Sistem Tubuh Yang Berperan dalam Kebutuhan Aktivitas
1. Tulang
Tulang merupakan organ yang memiliki berbagai fungsi, yaitu fungsi mekanis untuk
membentuk rangka dan tempat melekatnya berbagai otot, fungsi sebagai tempat
penyimpanan mineral khususnya kalsium dan fosfor yang bisa dilepaskan setup saat susuai
kebutuhan, fungsi tempat sumsum tulang dalam membentuk sel darah, dan fungsi
pelindung organ-organ dalam.
Terdapa tiga jenis tulang, yaitu tulang pipih seperti tulang kepala dan pelvis, tulang kuboid
seperti tulang vertebrata dan tulang tarsalia, dan tulang panjang seperti tulang femur dan
tibia. Tulang panjang umumnya berbentuk lebar pada kedua ujung dan menyempit di
tengah. Bagian ujung tulang panjang dilapisi kartilago dan secara anatomis terdiri dari
epifisis, metafisis, dan diafisis. Epifisis dan metafisis terdapat pada kedua ujung tulang dan
terpisah dan lebih elastic pada masa anak-anak serta akan menyatu pada masa dewasa.
3. Ligamen
Ligamen merupakan bagian yang menghubungkan tulang dengan tulang. Ligament bersifat
elastic sehingga membantu fleksibilitas sendi dan mendukung sendi. Ligamen pada lutut
merupakan struktur penjaga stabilitas, oleh karena itu jika terputus akan mengakibatkan
ketidakstabilan.
4. Sistem Saraf
Sistem saraf terdiri atas sistem saraf pusat (otak dan modula spinalis) dan sistem saraf tepi
(percabangan dari sistem saraf pusat). Setiap saraf memiliki somatic dan otonom. Bagian
somatic memiliki fungsi sensorik dan motorik. Terjadinya kerusakan pada sistem saraf pusat
seperti pada fraktur tulang belakang dapat menyebabkan kelemahan secara umum,
sedangkan kerusakan saraf tepi dapat mengakibatkan terganggunya daerah yang diinervisi,
dan kerusakan pada saraf radial akan mengakibatkan drop hand atau gangguan sensorik
pada daerah radial tangan.
5. Sendi
Sendi merupakan tempat dua atau lebih ujung tulang bertemu. Sendi membuat segmentasi
dari rangka tubuh dan memungkinkan gerakan antar segmen dan berbagai derajat
pertumbuhan tulang. Terdapat beberapa jenis sendi, misalnya sendi synovial yang
merupakan sendi kedua ujung tulang berhadapan dilapisi oleh kartilago artikuler, ruang
sendinya tertutup kapsul sendi dan berisi cairan synovial. Selain itu, terdapat pula sendi
bahu, sendi panggul, lutut, dan jenis sendi lain sepertii sindesmosis, sinkondrosis dan
simpisis.
Mobilitas atau mobilisasi merupakan kemampuan individu untuk bergerak secara bebas,
mudah dan teratur dengan tujuan untuk memenuhi kebutuhan aktivitas guna
mempertahankan kesehatannya.
1. Jenis Mobilitas
Mobilitas Penuh, merupakan kemampuan seseorang untuk bergerak secara penuh
dan bebas sehingga dapat melakukan interaksi social dan menjalankan peran sehari-
hari. Mobilitas penuh ini merupakan fungsi saraf motorik volunteer dan sensorik
untuk dapat mengontrol seluruh area tubuh seseorang.

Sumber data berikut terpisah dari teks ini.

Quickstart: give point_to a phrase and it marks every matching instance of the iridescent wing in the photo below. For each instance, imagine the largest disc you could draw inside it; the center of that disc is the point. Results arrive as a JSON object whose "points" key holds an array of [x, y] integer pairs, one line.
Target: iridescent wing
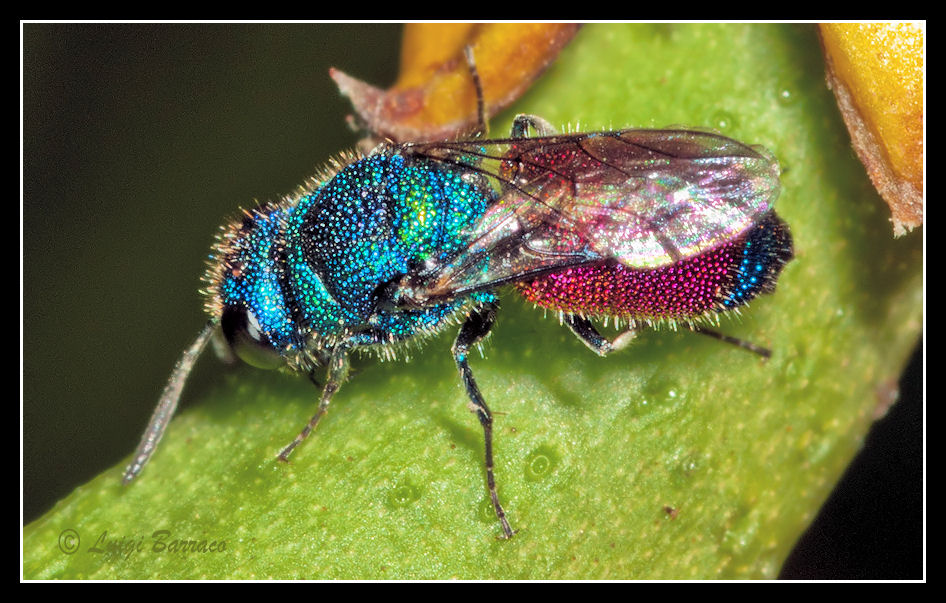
{"points": [[647, 198]]}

Mobilitas sebagian, merupakan kemampuan seseorang untuk bergerak secara bebas
karena dipengaruhi oleh gangguan saraf motorik dan sensorik pada area tubuhnya.
Hal ini dapat dijumpai pada kasus cidera atau patah tulang dengan pemasangan
traksi. Pasien paraplegi dapat mengalamai moblitas sebagian pada ekstremitas
bawah karena kehilangan control motorik dan sensorik.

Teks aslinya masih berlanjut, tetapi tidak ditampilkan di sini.